È quanto emerge dal 6° Rapporto Censis-Eudaimon sul welfare aziendale, realizzato in collaborazione con Eudaimon, Credem, Edison e Michelin.

Resta ampia la fascia della precarietà: complessivamente, il 21,3% dei lavoratori italiani è occupato con forme contrattuali non standard (tempo determinato, part-time, collaborazioni).

La percentuale oscilla dal 27,9% delle lavoratrici donne, contro il 16,5% degli uomini, e arriva al 39,3% dei lavoratori 15-34enni. Tra gli occupati giovani, la percentuale dei contratti non standard raggiunge il 46,3% tra le femmine, rispetto al 34,2% dei maschi.

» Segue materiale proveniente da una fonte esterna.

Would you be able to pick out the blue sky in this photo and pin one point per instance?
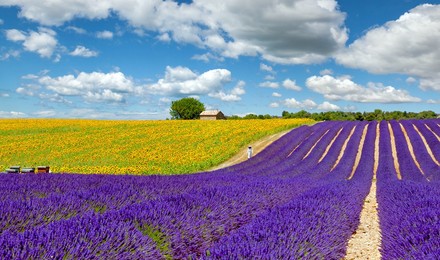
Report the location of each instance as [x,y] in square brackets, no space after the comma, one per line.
[114,59]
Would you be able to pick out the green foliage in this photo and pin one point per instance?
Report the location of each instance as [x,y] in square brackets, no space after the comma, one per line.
[186,108]
[377,114]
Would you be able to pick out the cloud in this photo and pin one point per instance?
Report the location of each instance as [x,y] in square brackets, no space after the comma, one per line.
[433,101]
[408,45]
[183,81]
[269,84]
[104,35]
[411,80]
[293,103]
[58,12]
[10,54]
[234,95]
[42,42]
[105,96]
[309,104]
[11,114]
[207,57]
[343,88]
[92,87]
[264,67]
[274,105]
[284,31]
[82,51]
[291,84]
[76,29]
[327,106]
[15,35]
[326,72]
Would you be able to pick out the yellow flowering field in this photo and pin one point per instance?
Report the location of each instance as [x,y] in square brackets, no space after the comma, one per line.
[129,147]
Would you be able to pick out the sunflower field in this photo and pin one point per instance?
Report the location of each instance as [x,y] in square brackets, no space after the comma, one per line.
[129,147]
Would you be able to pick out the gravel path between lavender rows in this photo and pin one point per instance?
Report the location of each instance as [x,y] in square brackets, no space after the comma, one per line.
[365,242]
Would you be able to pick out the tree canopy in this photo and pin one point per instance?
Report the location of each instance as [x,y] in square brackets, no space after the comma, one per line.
[186,108]
[377,114]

Il part-time involontario, con meno ore lavorate e quindi retribuzioni più basse, coinvolge il 10,3% dei lavoratori italiani: il 16,7% delle donne (rispetto al 5,7 per cento degli uomini) e il 13,9% dei 15-34enni. Tra gli occupati giovani, la percentuale del part-time involontario raggiunge il 20,9% tra le femmine e si ferma al 9,0% tra i maschi. La precarietà è giovane e – sottolinea lo studio del Censis – ancor più donna, e alimenta una parte significativa della mobilità nel mercato del lavoro.

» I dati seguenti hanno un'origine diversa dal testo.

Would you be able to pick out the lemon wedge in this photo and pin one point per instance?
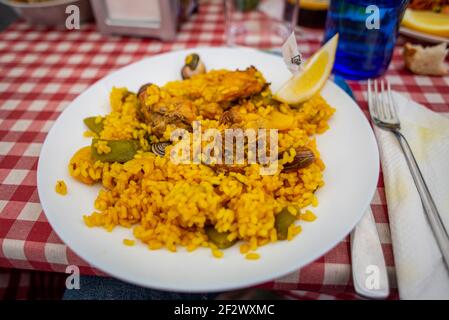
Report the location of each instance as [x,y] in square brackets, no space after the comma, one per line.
[427,22]
[312,78]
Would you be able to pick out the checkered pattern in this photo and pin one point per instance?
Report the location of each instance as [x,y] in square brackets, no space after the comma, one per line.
[43,69]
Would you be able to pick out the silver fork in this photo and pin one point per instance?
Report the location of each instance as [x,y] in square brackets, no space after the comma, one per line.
[383,113]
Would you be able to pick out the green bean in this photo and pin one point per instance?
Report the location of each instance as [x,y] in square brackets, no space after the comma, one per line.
[93,125]
[220,239]
[121,150]
[283,221]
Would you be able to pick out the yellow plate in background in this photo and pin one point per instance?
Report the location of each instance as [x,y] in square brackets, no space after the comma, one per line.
[427,22]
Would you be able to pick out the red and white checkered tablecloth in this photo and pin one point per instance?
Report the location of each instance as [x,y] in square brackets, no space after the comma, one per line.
[43,69]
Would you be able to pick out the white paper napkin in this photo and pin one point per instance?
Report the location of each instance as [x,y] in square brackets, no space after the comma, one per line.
[421,272]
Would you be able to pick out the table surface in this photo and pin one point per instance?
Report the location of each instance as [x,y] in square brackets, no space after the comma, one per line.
[43,69]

Intanto, nei primi nove mesi del 2022 ogni giorno in media 8.500 italiani si sono dimessi dal lavoro: il 30,1% in più rispetto allo stesso periodo del 2019, prima della pandemia. Nello stesso periodo, ogni giorno in media 49.500 italiani hanno iniziato un nuovo lavoro: il 6,2% in più rispetto al 2019.

Sono numeri che - spiega il rapporto - fotografano un mercato del lavoro molto dinamico, in cui la ricerca di una occupazione migliore (che per i giovani significa meno precaria) è la bussola che orienta le decisioni e i comportamenti.

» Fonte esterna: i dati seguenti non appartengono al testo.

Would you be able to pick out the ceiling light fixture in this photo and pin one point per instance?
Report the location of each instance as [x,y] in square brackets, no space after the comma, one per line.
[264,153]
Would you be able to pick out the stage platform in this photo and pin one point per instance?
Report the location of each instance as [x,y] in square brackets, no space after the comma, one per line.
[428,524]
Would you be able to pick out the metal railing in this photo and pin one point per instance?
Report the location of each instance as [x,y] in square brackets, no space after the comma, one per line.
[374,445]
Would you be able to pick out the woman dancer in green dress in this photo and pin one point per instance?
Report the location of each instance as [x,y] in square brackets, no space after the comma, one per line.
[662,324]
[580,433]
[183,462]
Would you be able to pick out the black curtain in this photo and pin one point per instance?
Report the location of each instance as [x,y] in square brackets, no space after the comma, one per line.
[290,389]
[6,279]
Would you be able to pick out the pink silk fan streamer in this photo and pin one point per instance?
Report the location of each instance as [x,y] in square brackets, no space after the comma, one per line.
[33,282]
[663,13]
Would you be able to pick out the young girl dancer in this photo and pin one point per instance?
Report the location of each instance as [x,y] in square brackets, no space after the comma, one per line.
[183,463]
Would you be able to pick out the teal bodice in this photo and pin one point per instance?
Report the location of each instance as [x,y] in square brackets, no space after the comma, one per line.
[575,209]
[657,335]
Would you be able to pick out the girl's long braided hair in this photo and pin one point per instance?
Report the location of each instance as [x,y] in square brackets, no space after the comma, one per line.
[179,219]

Lavora da remoto il 12,2% degli occupati, contro il 4,9% del 2019. Il lavoro da casa piace perché per l'81,3% consente una migliore conciliazione tra famiglia, vita privata e lavoro, per il 74,8% riduce lo stress legato al lavoro in presenza, per il 74,1% permette di lavorare in contesti migliori del luogo di lavoro deputato, per il 70,4% migliora più in generale la qualità della vita. Però, per il 72,4% il giudizio è positivo solo se lo smart working è alternato con giorni di lavoro in presenza. nIl rapporto sottolinea peraltro come per il 71,8% degli intervistati non è vero che in smart working si lavora di meno. Per il 52,8% si generano anzi benefici anche per i datori di lavoro.

Per il 75,9% fa risparmiare le aziende, perché si trasferiscono alcuni costi direttamente sui lavoratori (ad esempio, le bollette dell'energia), per il 65,1% si innalza la produttività del lavoro. C'è però un unico grande rischio: per il 54,4per cento si potrebbe erodere il senso di appartenenza aziendale.